A tutorial on multiple sequence alignment
All phylogeny-inference methods require sets of homologous characters as input. When nucleotide sequences are used for phylogenetic analyses, a first step is therefore usually to infer which nucleotides in the sequences of different taxa are homologous to each other, so that differences among these nucleotides result only from changes that occurred in the evolution of the sequences. This inference of homology among nucleotides of different sequences is most often done by methods that fall into the class of "multiple sequence alignment".
- Outline
- Dataset
- Requirements
- Alignment and visualization with MAFFT and AliView
- Automated alignment filtering with BMGE
- Identification of additional homologous sequences
- Codon-based manual alignment curation
In this tutorial, I will present the use of one of the fastest and most popular tools for multiple sequence alignment, the program MAFFT (Katoh and Standley 2013). I will further demonstrate how to detect and exclude alignment regions within which nucleotide homology may be questionable, how to identify additional homologous sequences using a public sequence database, NCBI's GenBank, and how to use these sequences to complement existing datasets.

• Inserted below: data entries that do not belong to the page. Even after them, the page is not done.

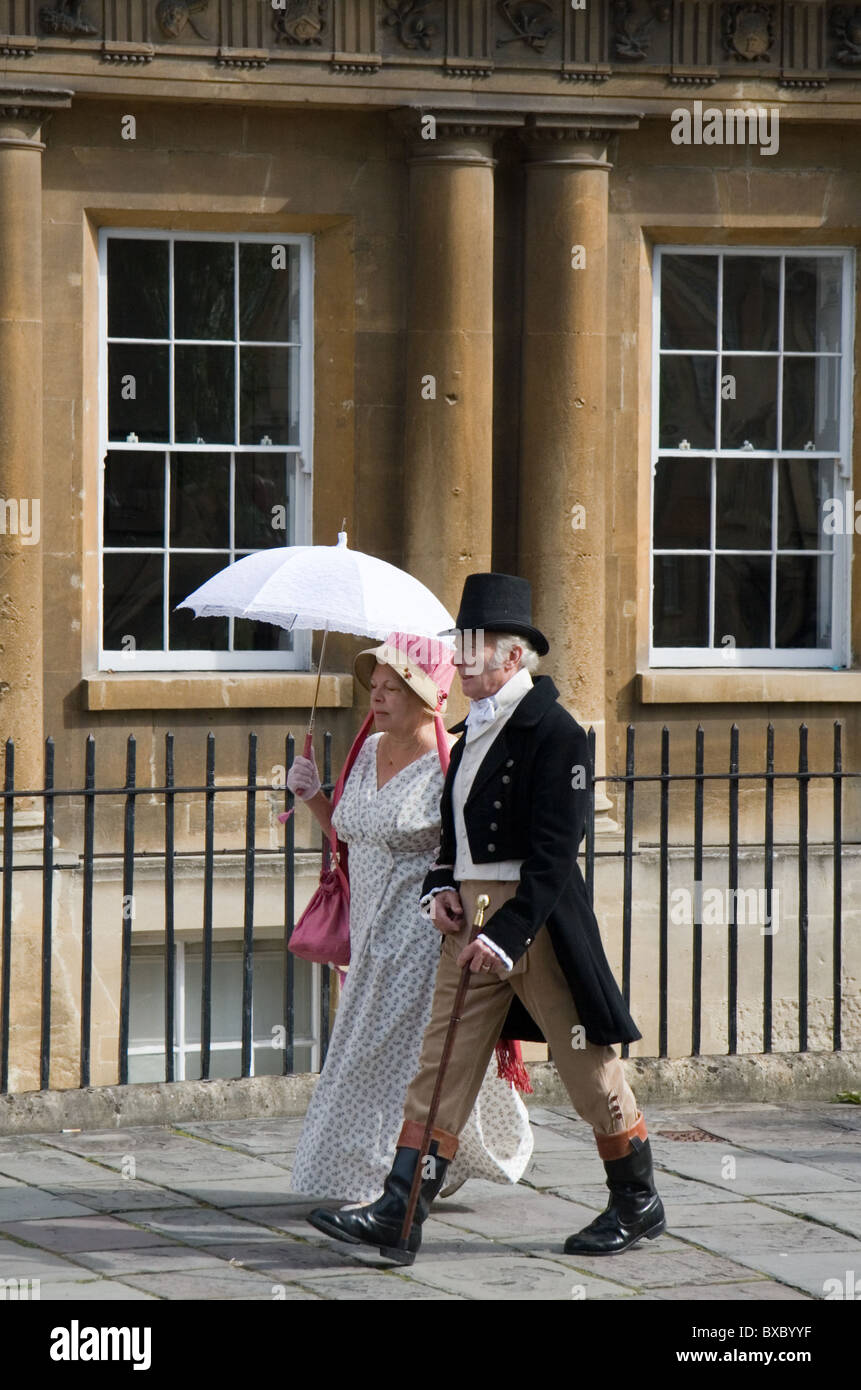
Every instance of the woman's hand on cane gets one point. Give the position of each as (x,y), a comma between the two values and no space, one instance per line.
(303,779)
(447,912)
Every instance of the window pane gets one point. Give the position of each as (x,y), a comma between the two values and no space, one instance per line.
(744,505)
(751,288)
(687,402)
(269,402)
(203,395)
(743,599)
(813,303)
(751,417)
(146,1002)
(803,489)
(132,602)
(811,394)
(264,516)
(138,275)
(689,302)
(203,289)
(187,631)
(269,292)
(200,501)
(683,503)
(260,637)
(804,601)
(680,617)
(134,499)
(137,391)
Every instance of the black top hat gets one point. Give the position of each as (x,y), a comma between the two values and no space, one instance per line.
(500,603)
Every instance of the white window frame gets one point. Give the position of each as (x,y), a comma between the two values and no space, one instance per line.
(182,1047)
(302,478)
(723,658)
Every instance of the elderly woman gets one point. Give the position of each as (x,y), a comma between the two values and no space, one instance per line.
(388,816)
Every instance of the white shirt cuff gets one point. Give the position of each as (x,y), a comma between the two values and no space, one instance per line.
(497,950)
(429,897)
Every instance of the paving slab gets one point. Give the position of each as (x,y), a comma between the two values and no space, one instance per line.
(258,1136)
(781,1236)
(230,1191)
(758,1290)
(228,1285)
(20,1261)
(43,1166)
(22,1203)
(99,1290)
(376,1287)
(515,1209)
(74,1233)
(842,1212)
(504,1278)
(290,1258)
(148,1261)
(120,1196)
(200,1226)
(647,1266)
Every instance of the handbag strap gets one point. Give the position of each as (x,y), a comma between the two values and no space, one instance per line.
(348,765)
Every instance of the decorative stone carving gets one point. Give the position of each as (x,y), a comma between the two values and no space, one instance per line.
(409,22)
(846,27)
(749,31)
(301,21)
(241,59)
(633,22)
(530,20)
(173,15)
(66,18)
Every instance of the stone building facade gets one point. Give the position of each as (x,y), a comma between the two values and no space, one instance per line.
(554,288)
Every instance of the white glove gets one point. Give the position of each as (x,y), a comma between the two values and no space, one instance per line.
(303,779)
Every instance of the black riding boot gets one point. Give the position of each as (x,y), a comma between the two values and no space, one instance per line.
(380,1223)
(634,1208)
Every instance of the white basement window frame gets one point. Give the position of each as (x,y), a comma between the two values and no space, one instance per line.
(835,471)
(298,455)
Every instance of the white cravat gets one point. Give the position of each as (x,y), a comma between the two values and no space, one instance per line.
(480,736)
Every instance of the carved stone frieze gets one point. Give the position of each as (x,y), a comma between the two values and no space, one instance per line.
(66,18)
(846,28)
(413,27)
(173,15)
(633,25)
(301,21)
(749,31)
(532,21)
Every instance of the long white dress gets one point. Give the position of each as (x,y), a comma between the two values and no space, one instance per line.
(352,1123)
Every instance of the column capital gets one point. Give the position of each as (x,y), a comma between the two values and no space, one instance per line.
(452,136)
(579,138)
(25,110)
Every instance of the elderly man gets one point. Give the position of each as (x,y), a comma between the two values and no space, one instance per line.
(513,815)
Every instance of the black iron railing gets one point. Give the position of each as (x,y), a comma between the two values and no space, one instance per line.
(594,849)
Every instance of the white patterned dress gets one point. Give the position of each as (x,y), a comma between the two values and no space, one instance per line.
(348,1140)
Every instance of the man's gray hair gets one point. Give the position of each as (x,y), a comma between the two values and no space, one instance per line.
(502,649)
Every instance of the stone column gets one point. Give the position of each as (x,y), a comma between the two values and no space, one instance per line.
(564,435)
(449,346)
(22,113)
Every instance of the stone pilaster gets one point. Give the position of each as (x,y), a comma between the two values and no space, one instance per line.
(448,444)
(564,435)
(22,114)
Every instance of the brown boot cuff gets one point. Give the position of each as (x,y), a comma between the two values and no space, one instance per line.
(619,1146)
(412,1134)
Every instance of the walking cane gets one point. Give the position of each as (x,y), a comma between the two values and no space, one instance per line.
(481,905)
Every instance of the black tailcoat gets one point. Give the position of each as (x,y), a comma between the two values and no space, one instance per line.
(529,801)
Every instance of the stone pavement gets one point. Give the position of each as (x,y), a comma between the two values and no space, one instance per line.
(762,1201)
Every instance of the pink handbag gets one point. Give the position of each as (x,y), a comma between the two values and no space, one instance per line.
(322,933)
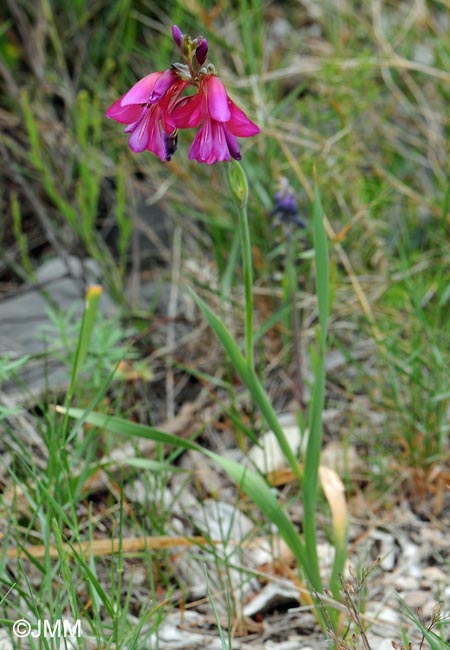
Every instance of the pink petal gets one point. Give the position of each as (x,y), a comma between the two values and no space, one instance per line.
(139,136)
(217,99)
(239,124)
(186,113)
(210,144)
(142,91)
(233,146)
(125,114)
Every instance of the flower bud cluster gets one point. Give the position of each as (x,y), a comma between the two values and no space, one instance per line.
(154,109)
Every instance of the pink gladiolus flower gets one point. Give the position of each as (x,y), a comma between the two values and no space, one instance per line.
(145,109)
(221,121)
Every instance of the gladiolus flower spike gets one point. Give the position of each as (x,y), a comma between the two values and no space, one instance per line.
(154,109)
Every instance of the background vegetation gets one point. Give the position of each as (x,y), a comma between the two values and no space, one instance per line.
(351,96)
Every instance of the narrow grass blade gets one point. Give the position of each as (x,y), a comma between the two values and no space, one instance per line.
(251,381)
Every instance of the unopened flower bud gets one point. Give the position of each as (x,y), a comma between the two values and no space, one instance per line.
(202,51)
(177,35)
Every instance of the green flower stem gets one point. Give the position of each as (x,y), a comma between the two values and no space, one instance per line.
(238,184)
(248,284)
(313,447)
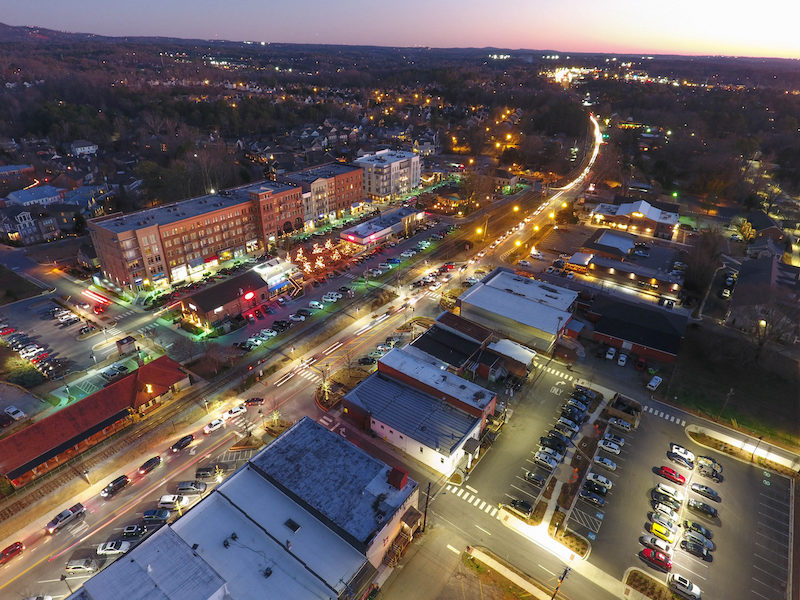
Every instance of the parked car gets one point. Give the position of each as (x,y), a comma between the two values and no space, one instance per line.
(702,507)
(236,410)
(522,506)
(11,551)
(592,497)
(608,446)
(114,548)
(149,465)
(672,475)
(657,559)
(156,516)
(606,463)
(684,587)
(15,413)
(213,426)
(114,487)
(680,460)
(182,443)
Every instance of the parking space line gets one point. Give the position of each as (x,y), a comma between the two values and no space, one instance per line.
(770,573)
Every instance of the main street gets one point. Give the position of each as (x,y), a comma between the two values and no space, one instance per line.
(289,390)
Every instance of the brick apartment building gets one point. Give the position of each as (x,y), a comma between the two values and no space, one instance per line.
(171,243)
(328,190)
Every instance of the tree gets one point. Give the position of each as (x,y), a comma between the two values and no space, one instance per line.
(702,262)
(475,187)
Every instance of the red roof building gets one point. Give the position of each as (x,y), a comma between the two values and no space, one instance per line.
(50,442)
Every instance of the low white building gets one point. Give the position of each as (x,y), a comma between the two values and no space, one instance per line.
(531,312)
(310,516)
(389,173)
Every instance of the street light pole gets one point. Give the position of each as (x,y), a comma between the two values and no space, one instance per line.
(561,579)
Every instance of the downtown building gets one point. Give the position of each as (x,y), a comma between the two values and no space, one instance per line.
(389,173)
(171,243)
(329,191)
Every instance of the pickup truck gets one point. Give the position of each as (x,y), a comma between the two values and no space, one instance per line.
(65,517)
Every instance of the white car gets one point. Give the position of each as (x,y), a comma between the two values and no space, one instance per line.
(545,460)
(236,410)
(556,456)
(619,424)
(668,512)
(606,463)
(681,451)
(213,426)
(670,491)
(680,585)
(608,446)
(656,544)
(15,413)
(604,481)
(113,548)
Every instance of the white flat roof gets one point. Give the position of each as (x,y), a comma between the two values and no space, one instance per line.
(513,350)
(531,289)
(383,157)
(429,374)
(312,562)
(163,567)
(515,307)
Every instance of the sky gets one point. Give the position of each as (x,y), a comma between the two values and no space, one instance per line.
(766,28)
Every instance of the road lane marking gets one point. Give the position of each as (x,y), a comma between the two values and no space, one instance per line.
(546,570)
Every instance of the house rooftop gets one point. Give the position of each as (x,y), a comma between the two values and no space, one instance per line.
(448,347)
(336,481)
(436,378)
(42,440)
(187,209)
(226,291)
(379,224)
(383,157)
(419,416)
(534,290)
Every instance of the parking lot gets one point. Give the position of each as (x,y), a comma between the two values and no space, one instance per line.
(750,534)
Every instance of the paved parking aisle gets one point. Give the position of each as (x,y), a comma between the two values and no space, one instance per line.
(771,552)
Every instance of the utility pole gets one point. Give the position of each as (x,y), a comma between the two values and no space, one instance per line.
(425,515)
(560,581)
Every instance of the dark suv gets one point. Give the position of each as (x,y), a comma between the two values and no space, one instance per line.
(182,443)
(115,486)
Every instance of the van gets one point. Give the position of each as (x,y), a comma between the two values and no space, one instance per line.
(82,566)
(172,502)
(189,488)
(654,383)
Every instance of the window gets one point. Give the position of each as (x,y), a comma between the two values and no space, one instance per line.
(293,525)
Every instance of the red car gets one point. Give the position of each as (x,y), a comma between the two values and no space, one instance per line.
(672,475)
(657,559)
(10,552)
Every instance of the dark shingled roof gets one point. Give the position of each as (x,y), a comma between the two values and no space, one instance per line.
(226,291)
(639,324)
(446,346)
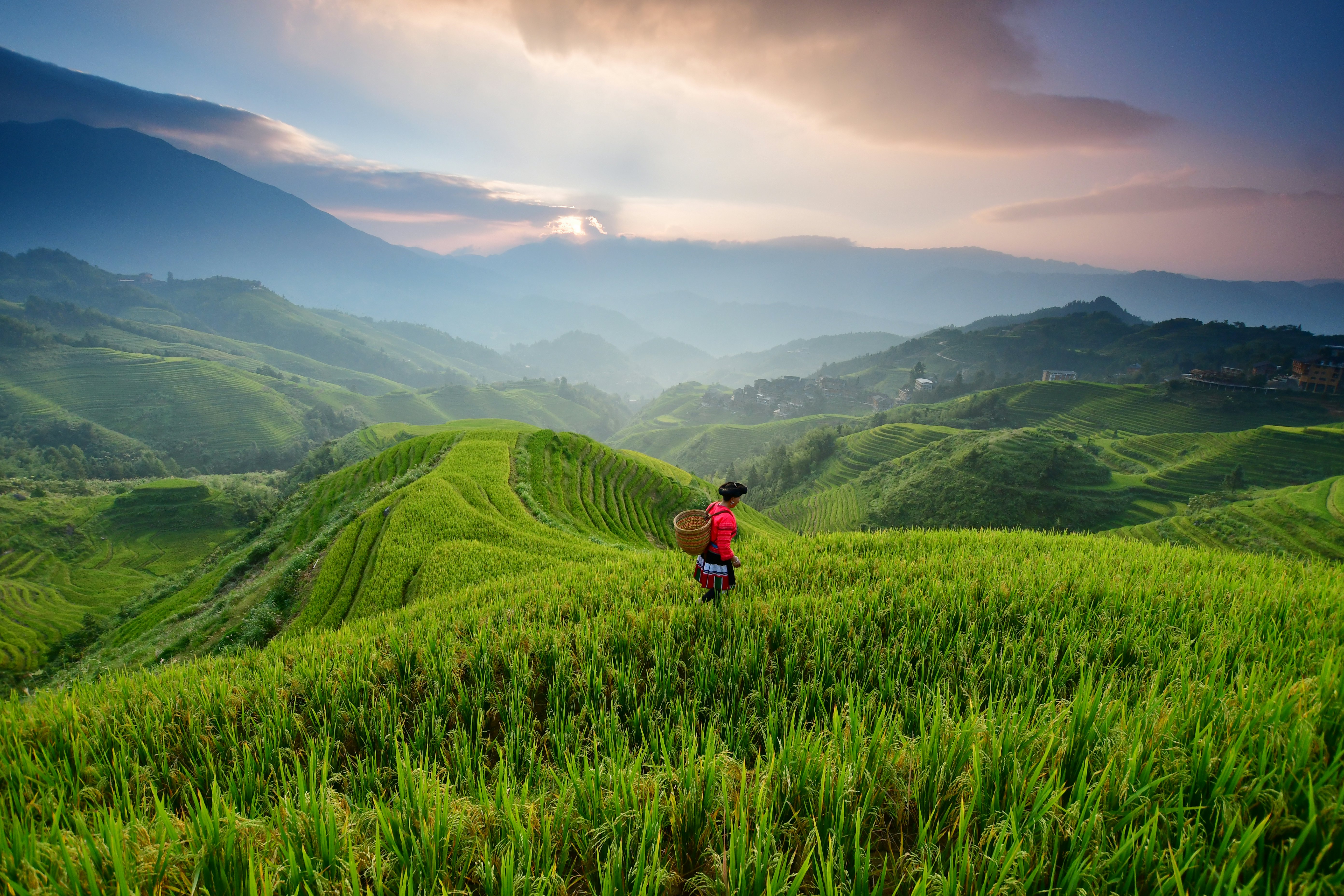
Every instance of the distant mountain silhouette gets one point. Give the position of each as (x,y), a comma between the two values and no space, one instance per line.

The dataset used in this tutorial is a small subset of the data used in Matschiner et al. (2017) to estimate divergence times of African and Neotropical cichlid fishes in relation to the break-up of the Gondwanan continents India, Madagascar, Africa, and South America. Based on the full dataset as well as 149 fossils used for time calibration, we concluded in that study that cichlids, even though they are with few exceptions strictly freshwater fishes, must have traversed the Atlantic Ocean at a time when it was already hundreds of kilometers wide to reach South America, and that they most likely also crossed the Indian Ocean as well as the Mozambique Channel between Africa and Madagascar.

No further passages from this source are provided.